We can go further than just looking at front page/in-text differences in citation, thanks to modern machine learning techniques. How? The benefit of citations in the patent text is that there are words around the citation itself. These words help us understand why a prior idea matters for an inventor. We saw that in the three examples above: it was pretty easy for a reader to know that one site was a motivating use-case, one was a piece of background information, and one was a tool used by the researcher. If we had a few thousand paragraphs tagged with the reason why that particular prior idea mattered for the invention, we could use machine learning tools like a Convolutional Neural Net (CNN) to automatically tag millions more citations across patents we had never directly looked at. The idea of these algorithms is that the computer will learn from observing many examples that “use” and “utilize” are synonyms, that a citation following the phrase “we use the process described in…” is likely to be a tool helping make an invention possible, and that combining those ideas “we utilize the process first identified in…” is likely to be one as well.

But how should we initially classify the training set for this algorithm? A natural idea is to ask the inventors themselves. We contacted 10,000 inventors who cited a scientific article in a recent patent of theirs, receiving a reply from 17%. Half of those inventors cited the article on the “front page” and the rest in the patent text. Inventors themselves both classified the relationship between the cited article and the invention, stated how they knew the cited article, and told us how important and similar it was to the invention. In-text citations are 18% less likely to be written by one of the inventors, 8% more likely to have been known by the inventor prior to their invention, and 13% less likely to be related to their invention. This is in line with the idea that in-text citations are more likely to capture inspirations, tools, and motivations for the researcher rather than pure similarity between two discoveries.
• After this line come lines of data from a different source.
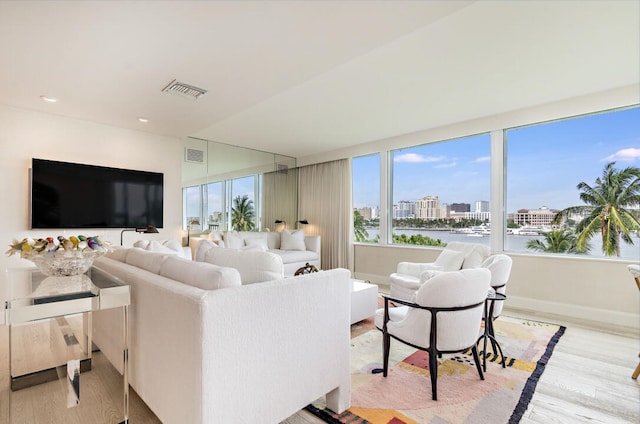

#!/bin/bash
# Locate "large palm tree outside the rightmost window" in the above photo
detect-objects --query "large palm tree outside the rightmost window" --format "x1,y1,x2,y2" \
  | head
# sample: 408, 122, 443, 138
554, 162, 640, 256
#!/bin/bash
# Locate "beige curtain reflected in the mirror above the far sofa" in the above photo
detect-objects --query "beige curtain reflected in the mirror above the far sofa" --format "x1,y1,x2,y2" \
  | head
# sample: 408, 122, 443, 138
261, 168, 298, 231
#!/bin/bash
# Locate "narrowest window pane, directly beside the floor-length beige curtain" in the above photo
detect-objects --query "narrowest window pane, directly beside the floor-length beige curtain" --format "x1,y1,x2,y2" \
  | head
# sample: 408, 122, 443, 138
351, 154, 380, 243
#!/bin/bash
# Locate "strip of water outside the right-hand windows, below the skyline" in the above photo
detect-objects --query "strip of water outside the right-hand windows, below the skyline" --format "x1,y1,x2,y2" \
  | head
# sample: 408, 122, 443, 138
367, 228, 640, 261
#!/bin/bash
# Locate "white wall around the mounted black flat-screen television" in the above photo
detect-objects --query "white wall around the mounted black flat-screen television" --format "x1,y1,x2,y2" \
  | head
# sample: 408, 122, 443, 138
0, 105, 183, 276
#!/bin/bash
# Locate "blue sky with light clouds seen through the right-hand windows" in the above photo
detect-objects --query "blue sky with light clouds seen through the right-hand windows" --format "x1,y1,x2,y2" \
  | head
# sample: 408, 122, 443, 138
353, 107, 640, 212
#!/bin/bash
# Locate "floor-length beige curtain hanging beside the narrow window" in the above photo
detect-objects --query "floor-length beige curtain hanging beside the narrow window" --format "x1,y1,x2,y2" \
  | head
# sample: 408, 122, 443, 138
298, 159, 353, 270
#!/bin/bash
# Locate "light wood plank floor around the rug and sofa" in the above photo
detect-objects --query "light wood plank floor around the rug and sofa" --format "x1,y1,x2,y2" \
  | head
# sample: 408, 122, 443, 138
0, 311, 640, 424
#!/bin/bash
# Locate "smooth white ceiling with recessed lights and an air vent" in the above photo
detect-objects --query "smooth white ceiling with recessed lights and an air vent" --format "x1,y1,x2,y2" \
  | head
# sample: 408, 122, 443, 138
0, 1, 640, 157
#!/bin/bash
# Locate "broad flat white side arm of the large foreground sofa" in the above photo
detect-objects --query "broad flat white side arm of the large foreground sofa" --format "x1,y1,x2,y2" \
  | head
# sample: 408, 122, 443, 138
202, 269, 351, 423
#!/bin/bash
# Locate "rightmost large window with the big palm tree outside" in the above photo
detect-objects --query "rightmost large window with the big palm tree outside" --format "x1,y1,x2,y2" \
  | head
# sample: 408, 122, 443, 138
505, 107, 640, 259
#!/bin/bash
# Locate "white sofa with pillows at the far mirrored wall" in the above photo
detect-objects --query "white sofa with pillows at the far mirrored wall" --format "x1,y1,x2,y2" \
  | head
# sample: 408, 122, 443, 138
190, 230, 322, 275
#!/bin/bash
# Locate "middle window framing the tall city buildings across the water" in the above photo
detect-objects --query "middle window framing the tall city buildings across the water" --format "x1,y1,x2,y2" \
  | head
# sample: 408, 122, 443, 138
390, 134, 491, 246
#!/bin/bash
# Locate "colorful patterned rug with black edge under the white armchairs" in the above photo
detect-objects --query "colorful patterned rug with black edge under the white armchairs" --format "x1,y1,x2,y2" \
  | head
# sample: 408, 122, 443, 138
306, 316, 565, 424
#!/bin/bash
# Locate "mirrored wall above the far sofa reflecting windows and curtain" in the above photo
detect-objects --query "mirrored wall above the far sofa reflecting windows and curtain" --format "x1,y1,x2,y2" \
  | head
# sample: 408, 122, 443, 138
182, 137, 298, 236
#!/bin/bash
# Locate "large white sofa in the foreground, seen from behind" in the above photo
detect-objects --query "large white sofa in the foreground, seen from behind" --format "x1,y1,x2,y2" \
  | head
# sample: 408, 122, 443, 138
92, 248, 351, 424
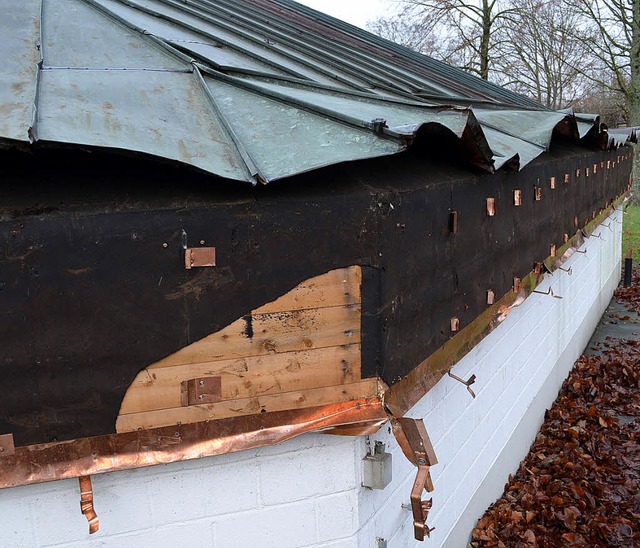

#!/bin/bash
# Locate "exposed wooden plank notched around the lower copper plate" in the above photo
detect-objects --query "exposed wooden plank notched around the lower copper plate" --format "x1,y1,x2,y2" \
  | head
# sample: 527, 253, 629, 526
120, 344, 361, 415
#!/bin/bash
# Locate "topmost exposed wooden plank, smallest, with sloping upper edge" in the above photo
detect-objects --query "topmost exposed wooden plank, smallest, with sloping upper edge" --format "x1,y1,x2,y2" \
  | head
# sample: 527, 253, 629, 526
253, 266, 362, 314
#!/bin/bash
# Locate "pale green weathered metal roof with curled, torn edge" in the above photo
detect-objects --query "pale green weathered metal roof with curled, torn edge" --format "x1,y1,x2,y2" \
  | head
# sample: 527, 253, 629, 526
0, 0, 632, 183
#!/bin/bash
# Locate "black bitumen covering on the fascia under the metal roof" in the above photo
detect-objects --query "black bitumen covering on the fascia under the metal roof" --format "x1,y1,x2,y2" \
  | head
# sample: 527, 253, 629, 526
0, 143, 631, 445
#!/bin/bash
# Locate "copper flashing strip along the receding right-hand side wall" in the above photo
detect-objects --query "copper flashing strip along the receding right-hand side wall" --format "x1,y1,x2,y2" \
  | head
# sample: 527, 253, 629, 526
384, 193, 626, 417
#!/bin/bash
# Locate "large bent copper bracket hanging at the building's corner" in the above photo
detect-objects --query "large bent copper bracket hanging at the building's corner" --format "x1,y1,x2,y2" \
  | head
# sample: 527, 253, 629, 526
391, 418, 438, 541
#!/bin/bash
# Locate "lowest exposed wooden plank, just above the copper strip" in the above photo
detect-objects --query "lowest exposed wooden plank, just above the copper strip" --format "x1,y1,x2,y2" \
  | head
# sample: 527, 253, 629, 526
116, 379, 382, 433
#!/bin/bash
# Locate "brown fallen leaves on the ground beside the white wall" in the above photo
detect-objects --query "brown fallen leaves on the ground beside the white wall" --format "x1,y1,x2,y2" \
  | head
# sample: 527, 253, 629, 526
471, 269, 640, 547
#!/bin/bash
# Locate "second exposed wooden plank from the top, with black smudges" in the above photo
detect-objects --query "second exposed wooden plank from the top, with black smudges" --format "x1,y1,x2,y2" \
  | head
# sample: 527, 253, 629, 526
147, 304, 361, 370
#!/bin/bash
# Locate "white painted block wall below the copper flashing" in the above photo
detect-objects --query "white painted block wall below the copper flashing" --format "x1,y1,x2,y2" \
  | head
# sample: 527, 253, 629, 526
0, 208, 622, 548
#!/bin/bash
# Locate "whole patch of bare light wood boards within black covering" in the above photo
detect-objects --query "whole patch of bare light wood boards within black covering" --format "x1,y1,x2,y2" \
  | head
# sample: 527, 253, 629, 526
116, 267, 381, 432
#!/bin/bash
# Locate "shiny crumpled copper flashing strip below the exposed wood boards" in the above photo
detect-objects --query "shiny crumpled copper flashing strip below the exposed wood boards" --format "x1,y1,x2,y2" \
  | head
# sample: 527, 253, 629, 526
0, 397, 388, 489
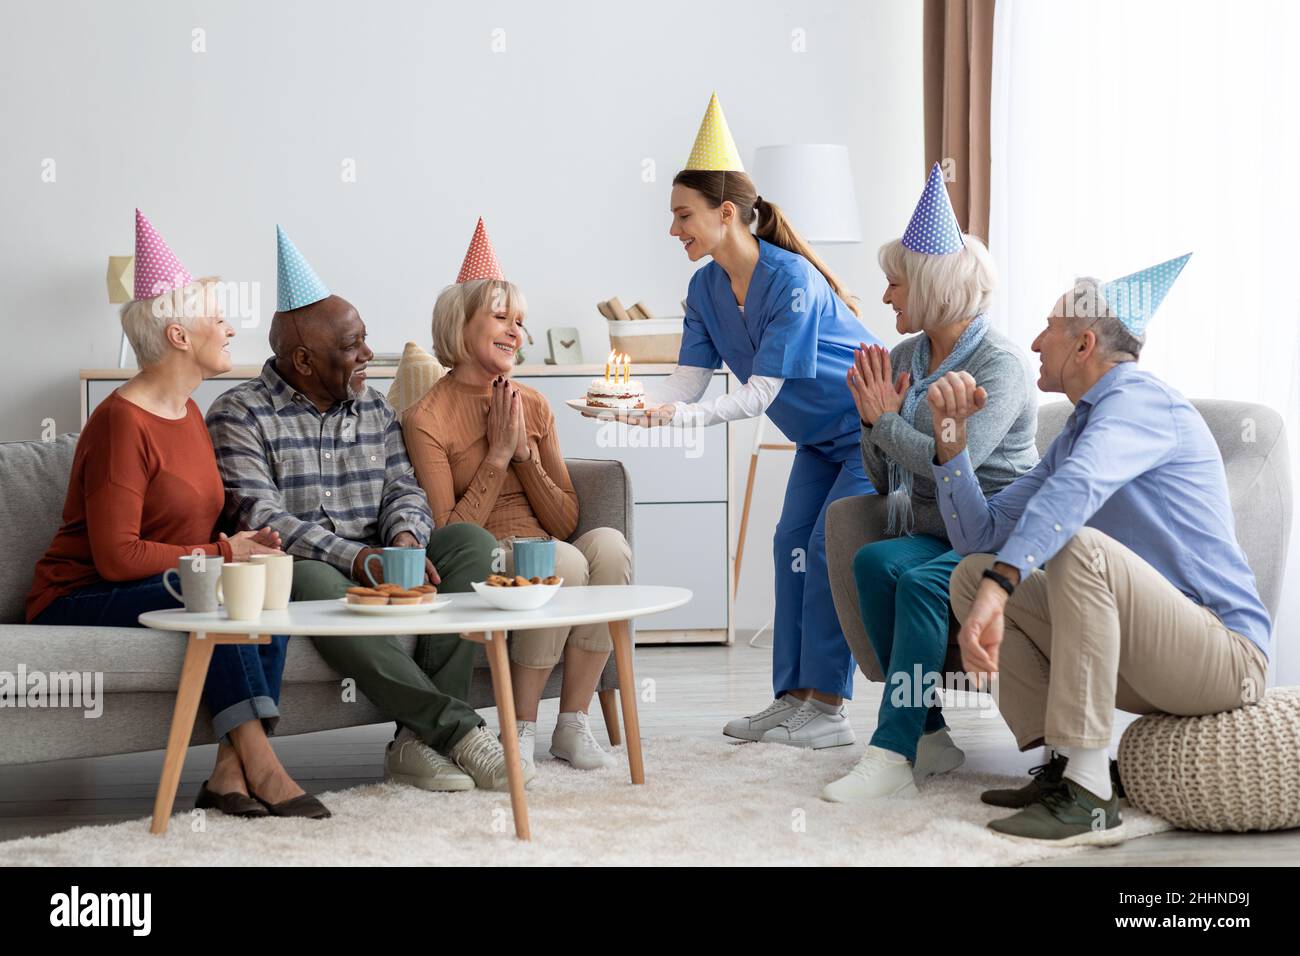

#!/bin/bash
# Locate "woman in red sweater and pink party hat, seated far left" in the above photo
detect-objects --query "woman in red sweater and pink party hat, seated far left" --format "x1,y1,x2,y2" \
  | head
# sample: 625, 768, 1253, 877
27, 211, 329, 818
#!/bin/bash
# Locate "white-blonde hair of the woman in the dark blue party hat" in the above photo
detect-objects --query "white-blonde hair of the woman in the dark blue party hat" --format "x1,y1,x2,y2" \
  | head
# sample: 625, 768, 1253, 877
879, 235, 997, 332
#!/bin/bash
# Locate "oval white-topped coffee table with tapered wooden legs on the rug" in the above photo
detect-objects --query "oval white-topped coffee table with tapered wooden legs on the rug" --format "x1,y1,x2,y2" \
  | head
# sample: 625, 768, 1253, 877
140, 584, 692, 840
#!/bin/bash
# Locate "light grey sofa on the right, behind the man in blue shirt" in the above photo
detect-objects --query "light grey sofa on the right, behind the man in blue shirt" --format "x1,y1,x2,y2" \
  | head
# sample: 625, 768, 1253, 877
826, 401, 1292, 680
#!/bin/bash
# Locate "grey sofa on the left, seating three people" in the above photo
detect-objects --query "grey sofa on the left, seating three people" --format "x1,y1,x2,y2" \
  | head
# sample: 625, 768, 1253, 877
0, 434, 632, 765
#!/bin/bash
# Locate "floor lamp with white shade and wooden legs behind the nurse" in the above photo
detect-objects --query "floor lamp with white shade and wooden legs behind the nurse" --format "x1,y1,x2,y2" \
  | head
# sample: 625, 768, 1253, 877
732, 143, 862, 646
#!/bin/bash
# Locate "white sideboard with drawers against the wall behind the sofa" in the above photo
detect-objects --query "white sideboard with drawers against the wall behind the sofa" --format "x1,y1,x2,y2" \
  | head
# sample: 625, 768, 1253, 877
81, 365, 736, 644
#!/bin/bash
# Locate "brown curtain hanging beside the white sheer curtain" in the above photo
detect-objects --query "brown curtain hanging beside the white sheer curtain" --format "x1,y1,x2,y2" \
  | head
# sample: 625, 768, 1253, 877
923, 0, 995, 242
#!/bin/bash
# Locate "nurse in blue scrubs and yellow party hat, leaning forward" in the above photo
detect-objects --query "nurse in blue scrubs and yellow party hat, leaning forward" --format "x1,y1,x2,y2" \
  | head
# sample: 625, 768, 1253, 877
647, 95, 879, 748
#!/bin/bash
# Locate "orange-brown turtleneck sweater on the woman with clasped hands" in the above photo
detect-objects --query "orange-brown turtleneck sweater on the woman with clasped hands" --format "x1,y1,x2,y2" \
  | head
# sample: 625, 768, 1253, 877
402, 375, 577, 540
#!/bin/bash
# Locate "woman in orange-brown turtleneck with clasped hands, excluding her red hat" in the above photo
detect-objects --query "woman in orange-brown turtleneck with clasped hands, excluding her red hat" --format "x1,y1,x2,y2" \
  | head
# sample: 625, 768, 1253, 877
402, 278, 632, 779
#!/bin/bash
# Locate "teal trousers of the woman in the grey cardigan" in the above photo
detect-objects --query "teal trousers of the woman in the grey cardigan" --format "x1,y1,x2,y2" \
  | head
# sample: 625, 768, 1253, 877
853, 535, 961, 763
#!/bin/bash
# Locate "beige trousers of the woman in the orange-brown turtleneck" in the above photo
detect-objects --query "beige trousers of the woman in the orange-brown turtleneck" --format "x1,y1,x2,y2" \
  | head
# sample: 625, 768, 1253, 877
497, 528, 632, 669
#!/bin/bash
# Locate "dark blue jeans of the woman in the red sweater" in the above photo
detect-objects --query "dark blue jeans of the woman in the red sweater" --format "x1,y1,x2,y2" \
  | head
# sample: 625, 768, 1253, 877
31, 575, 289, 744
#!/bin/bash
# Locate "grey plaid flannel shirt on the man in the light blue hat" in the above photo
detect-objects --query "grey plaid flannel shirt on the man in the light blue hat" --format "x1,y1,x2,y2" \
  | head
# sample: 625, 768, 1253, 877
207, 359, 433, 576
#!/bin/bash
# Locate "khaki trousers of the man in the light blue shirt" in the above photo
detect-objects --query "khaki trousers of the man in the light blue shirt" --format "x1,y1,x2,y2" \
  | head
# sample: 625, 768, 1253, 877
949, 528, 1268, 750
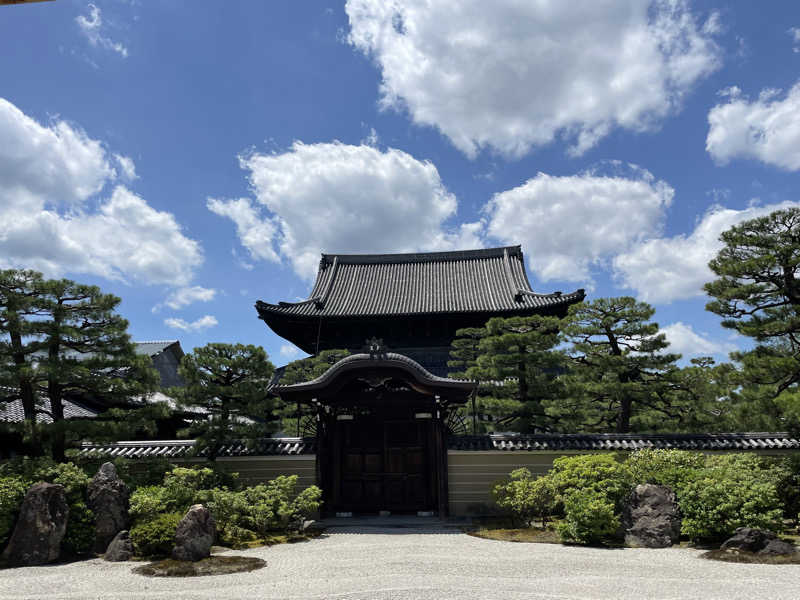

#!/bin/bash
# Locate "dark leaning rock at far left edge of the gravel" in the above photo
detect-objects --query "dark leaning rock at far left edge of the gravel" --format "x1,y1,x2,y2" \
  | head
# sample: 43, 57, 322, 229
3, 483, 69, 567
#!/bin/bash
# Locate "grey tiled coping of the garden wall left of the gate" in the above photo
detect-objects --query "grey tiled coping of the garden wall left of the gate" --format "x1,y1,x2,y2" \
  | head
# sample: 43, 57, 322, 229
80, 438, 315, 458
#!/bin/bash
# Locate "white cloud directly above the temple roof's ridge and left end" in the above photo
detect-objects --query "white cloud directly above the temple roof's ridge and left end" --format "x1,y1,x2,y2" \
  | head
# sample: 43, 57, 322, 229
208, 142, 482, 279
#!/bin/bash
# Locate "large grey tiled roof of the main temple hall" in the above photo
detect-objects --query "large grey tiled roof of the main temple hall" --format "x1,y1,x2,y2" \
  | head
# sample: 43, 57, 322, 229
256, 246, 584, 318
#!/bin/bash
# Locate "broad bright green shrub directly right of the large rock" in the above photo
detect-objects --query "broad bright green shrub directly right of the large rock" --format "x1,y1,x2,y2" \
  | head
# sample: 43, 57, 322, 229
680, 454, 784, 541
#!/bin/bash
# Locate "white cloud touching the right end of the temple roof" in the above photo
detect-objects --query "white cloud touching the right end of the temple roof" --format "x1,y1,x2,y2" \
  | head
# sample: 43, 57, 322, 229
486, 164, 674, 281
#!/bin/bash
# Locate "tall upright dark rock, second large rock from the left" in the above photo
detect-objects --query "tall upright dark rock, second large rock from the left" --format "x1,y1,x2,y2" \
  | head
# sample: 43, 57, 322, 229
89, 462, 131, 554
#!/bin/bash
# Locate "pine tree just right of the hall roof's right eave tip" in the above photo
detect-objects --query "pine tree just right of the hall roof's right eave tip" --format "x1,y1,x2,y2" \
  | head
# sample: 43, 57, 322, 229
562, 297, 680, 433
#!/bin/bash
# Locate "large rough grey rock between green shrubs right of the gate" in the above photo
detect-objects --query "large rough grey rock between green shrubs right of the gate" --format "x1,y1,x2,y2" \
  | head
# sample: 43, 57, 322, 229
622, 483, 681, 548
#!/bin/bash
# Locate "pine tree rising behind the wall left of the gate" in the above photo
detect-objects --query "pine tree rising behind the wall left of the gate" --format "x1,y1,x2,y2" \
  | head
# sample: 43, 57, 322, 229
170, 343, 276, 460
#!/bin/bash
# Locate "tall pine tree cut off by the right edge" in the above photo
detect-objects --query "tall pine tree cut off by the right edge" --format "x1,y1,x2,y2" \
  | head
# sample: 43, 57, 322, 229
705, 208, 800, 429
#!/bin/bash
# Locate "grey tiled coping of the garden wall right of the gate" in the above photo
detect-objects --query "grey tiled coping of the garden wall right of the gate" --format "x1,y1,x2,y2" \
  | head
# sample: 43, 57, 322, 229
448, 433, 800, 452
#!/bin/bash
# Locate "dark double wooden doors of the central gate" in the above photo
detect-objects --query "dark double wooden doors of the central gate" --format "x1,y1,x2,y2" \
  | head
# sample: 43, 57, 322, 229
334, 417, 435, 512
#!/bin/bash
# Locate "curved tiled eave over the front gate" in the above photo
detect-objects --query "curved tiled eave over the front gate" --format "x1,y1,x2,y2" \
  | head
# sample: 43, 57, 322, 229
272, 353, 476, 396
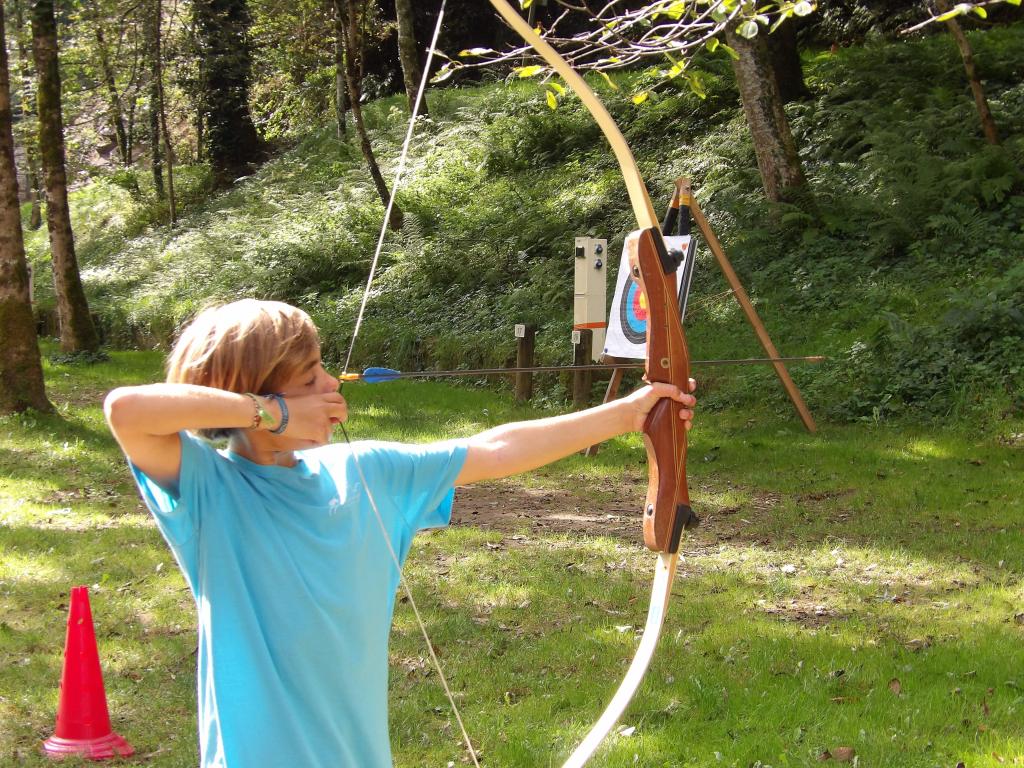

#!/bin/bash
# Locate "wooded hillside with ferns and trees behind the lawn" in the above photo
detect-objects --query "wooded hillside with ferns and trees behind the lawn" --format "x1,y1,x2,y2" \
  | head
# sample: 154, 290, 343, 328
5, 2, 1024, 428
Tools and techniques are particularly likely to have been missed in earlier studies: citations in the patent text are 42% more likely to be a tool or technique than those cited on the “front page”.

Surveys like this are very expensive: our direct cost per received survey exceeded thirty U.S. dollars, and of course it is impossible at any price to survey an inventor who died in 1998 about their invention in 1977. This is where machine learning is particularly useful. We train the CNN to tag over a million citations using the responses from our inventor survey as ground truth. The algorithm correctly identifies the reason an inventor cites a particular idea over 70% of the time in a holdout sample of survey responses. Although there will be a bit of noise, the benefit to an innovation researcher of being able to draw on approximately 1000 times more data than that on the direct inventor surveys is tremendous. That gives us the statistical power not just to ask “how long does it take for a new research tool to diffuse to other inventors?” but also more complex questions like “is publicly-funded research used by inventors in other countries more quickly if that research is more basic or more applied?”

Ideas may be in the air, but modern computational techniques are giving us the ability to ground them in a precise and measurable way. By combining novel ways to measure influence and the ability of neural nets to “read text” with classic survey evidence, we are able to see much more clearly what types of research are influential and why. These results will both help the public sector better target spending, ensuring we do not miss the next Karikó, and help managers understand what types of useful knowledge their researchers are missing.